Membros do Diretório Nacional do PT contradizem a versão apresentada pelo ex-ministro José Dirceu (Casa Civil) para justificar seu nível de conhecimento das operações realizadas pelo ex-tesoureiro petista Delúbio Soares no bancos Rural e BMG.
José Dirceu nega que tenha tido informação privilegiada de Delúbio a respeito dos R$ 6 milhões obtidos pelo PT por meio de dois empréstimos declarados com aval do publicitário mineiro Marcos Valério Fernandes de Souza.
O deputado afirma que soube quando tais empréstimos foram informados por Delúbio Soares ao Diretório Nacional. Dos empréstimos obtidos por meio de caixa dois, Dirceu diz que não teve conhecimento.
Na semana passada, a Folha procurou 11 petistas que integravam o Diretório Nacional no período em que foram tomados os empréstimos declarados, em 2003 e 2004. Deles, nove dizem que não sabiam de nada e que nunca houve comunicado de Delúbio a respeito do tema; dois alegam que souberam apenas porque olharam os balancetes fiscais do partido, não divulgados em reuniões.
O desconhecimento por Dirceu de empréstimos não-declarados tomados pelo ex-tesoureiro petista com ajuda do publicitário Marcos Valério forma a peça central de sua defesa.
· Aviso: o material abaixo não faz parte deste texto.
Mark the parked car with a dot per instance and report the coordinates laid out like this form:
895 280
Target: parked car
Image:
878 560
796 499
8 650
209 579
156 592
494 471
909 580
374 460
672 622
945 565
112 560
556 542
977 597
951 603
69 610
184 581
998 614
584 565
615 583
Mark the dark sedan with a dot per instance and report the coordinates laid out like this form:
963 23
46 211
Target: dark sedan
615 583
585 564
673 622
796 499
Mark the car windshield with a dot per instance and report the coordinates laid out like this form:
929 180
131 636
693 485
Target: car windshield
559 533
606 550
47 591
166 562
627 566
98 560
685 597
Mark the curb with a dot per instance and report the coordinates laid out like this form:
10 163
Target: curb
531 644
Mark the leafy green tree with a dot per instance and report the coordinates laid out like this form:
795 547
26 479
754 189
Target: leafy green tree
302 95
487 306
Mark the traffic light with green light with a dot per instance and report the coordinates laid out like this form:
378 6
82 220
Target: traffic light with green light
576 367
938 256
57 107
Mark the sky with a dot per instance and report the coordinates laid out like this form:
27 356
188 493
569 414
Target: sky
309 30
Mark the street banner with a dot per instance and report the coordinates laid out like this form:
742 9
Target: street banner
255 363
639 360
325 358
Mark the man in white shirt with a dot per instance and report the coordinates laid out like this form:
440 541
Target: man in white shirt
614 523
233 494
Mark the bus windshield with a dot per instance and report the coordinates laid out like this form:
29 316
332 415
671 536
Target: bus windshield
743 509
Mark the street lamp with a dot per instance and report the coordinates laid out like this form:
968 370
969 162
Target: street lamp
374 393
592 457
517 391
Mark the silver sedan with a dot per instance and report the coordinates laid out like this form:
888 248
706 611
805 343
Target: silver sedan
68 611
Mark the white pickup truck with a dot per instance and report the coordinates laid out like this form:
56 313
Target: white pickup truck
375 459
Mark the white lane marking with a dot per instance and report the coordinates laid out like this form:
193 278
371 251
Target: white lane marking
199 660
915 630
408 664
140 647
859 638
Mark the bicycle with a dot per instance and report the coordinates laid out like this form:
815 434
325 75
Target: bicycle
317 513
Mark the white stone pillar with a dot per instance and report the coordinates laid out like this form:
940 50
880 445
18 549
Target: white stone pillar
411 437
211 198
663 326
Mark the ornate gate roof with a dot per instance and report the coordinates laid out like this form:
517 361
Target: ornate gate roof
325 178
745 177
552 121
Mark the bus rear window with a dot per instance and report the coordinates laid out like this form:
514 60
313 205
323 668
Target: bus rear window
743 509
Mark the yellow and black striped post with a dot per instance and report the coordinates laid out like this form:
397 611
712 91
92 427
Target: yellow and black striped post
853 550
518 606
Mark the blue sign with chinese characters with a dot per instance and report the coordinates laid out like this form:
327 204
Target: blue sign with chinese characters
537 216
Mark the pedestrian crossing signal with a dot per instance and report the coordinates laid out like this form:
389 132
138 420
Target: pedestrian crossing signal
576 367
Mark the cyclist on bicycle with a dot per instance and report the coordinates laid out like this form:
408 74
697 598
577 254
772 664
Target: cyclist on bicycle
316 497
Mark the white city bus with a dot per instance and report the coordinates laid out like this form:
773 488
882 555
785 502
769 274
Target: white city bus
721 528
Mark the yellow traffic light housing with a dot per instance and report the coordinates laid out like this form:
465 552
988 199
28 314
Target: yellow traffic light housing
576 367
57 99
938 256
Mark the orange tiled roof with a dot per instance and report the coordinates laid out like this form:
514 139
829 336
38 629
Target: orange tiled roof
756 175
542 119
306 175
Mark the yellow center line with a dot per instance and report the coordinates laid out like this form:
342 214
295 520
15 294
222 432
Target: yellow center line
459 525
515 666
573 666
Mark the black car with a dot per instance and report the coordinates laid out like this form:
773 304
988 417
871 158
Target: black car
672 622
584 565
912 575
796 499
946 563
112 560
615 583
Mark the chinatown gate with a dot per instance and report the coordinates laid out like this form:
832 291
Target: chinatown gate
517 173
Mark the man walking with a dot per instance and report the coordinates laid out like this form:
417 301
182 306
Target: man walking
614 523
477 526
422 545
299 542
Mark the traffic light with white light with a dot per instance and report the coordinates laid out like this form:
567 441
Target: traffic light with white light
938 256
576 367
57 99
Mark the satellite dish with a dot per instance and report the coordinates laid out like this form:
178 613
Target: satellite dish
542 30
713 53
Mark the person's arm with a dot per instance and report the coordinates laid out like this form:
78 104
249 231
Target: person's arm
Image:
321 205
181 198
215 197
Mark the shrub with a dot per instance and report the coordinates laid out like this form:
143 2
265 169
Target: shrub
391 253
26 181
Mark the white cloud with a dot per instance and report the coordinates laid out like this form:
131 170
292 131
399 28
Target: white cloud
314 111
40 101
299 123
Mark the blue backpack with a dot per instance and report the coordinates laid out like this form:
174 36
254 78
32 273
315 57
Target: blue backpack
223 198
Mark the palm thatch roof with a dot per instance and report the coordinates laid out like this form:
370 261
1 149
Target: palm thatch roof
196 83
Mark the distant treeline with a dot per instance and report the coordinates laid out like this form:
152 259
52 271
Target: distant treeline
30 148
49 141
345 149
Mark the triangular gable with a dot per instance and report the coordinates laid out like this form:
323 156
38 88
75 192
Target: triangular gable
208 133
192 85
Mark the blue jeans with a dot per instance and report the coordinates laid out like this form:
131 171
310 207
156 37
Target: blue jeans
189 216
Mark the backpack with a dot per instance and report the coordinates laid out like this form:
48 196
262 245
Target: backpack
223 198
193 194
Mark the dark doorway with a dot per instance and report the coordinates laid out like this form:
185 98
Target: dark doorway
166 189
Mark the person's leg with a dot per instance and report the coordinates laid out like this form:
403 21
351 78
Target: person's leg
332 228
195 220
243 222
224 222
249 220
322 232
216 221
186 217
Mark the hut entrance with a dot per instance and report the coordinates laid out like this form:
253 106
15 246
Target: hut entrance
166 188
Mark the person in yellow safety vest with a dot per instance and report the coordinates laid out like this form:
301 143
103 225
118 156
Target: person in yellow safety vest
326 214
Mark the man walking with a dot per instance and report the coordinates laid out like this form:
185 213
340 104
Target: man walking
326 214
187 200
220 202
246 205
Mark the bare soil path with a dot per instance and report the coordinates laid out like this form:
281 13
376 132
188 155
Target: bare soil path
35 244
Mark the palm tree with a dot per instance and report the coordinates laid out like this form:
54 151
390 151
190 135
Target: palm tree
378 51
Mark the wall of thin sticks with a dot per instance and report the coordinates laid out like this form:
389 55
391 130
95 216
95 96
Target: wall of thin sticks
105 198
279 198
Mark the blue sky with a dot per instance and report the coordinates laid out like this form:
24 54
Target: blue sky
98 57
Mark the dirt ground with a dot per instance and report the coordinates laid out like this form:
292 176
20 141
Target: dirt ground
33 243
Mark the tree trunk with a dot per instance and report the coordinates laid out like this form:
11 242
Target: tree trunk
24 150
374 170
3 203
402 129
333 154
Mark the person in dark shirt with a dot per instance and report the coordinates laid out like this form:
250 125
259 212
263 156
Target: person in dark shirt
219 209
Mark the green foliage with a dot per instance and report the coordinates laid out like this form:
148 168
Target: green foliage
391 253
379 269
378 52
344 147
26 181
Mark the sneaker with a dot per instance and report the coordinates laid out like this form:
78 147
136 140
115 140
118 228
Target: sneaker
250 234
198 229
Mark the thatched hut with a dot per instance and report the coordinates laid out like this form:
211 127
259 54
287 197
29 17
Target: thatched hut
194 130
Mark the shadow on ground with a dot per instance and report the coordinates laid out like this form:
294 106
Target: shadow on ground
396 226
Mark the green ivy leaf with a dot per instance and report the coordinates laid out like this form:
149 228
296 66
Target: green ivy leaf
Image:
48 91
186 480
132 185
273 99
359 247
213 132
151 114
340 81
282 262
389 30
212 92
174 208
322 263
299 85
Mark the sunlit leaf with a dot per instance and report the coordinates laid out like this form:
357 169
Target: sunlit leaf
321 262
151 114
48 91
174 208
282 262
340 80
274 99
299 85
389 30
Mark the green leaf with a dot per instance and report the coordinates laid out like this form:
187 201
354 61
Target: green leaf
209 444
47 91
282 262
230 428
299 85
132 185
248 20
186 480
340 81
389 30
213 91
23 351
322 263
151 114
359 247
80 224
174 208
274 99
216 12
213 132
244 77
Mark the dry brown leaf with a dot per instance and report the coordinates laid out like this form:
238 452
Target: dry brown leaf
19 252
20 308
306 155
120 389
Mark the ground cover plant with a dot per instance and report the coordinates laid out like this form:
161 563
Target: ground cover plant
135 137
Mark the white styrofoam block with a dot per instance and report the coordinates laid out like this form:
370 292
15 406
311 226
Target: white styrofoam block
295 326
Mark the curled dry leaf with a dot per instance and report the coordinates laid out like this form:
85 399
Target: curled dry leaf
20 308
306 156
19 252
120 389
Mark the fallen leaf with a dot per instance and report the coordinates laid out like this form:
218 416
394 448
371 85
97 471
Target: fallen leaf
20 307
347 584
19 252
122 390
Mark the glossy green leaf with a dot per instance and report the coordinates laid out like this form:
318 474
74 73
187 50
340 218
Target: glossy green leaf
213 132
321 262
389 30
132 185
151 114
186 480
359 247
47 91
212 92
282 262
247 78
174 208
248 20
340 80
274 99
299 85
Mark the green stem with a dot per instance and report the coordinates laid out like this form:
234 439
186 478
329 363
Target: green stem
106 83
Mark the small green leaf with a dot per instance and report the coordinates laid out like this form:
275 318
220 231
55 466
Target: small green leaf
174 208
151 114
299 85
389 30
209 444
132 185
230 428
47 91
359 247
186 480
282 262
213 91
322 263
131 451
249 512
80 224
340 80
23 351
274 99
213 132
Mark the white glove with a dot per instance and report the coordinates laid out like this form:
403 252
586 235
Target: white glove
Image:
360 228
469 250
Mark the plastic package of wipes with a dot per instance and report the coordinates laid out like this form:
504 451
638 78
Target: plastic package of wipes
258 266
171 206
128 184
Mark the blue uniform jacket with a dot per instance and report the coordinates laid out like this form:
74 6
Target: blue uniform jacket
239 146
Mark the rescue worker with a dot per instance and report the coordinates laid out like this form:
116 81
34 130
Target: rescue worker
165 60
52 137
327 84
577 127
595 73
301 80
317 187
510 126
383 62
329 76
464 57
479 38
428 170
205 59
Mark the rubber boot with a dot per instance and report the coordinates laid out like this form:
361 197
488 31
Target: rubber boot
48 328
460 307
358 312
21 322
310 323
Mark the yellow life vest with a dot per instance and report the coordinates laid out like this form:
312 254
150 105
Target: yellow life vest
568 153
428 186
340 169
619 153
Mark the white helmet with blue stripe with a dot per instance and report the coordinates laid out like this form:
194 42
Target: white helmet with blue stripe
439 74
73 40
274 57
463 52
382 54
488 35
Por outro lado, a crença de que o ex-ministro tinha ciência do que fazia Delúbio deve embasar o voto de muitos deputados pela cassação.
Os empréstimos do BMG e do Rural estão na prestação de contas entregue à Justiça. Houve ainda cerca de R$ 55,2 milhões obtidos de forma "não-contabilizada". Dirceu admite que sabia dos empréstimos legais, mas não dos ilegais. "Os empréstimos legais foram informados [por Delúbio] ao diretório", disse, há dez dias.

Empréstimos
Nenhum dos que integravam o Diretório Nacional do PT e foram procurados pela Folha confirma que Delúbio tenha realmente informado o diretório sobre os empréstimos. "Não só eu, como todos da Executiva [Nacional] e do diretório ignoravam [os empréstimos]. Duvido que alguém soubesse", afirmou Romênio Pereira, que era o segundo-vice-presidente nacional do PT na época.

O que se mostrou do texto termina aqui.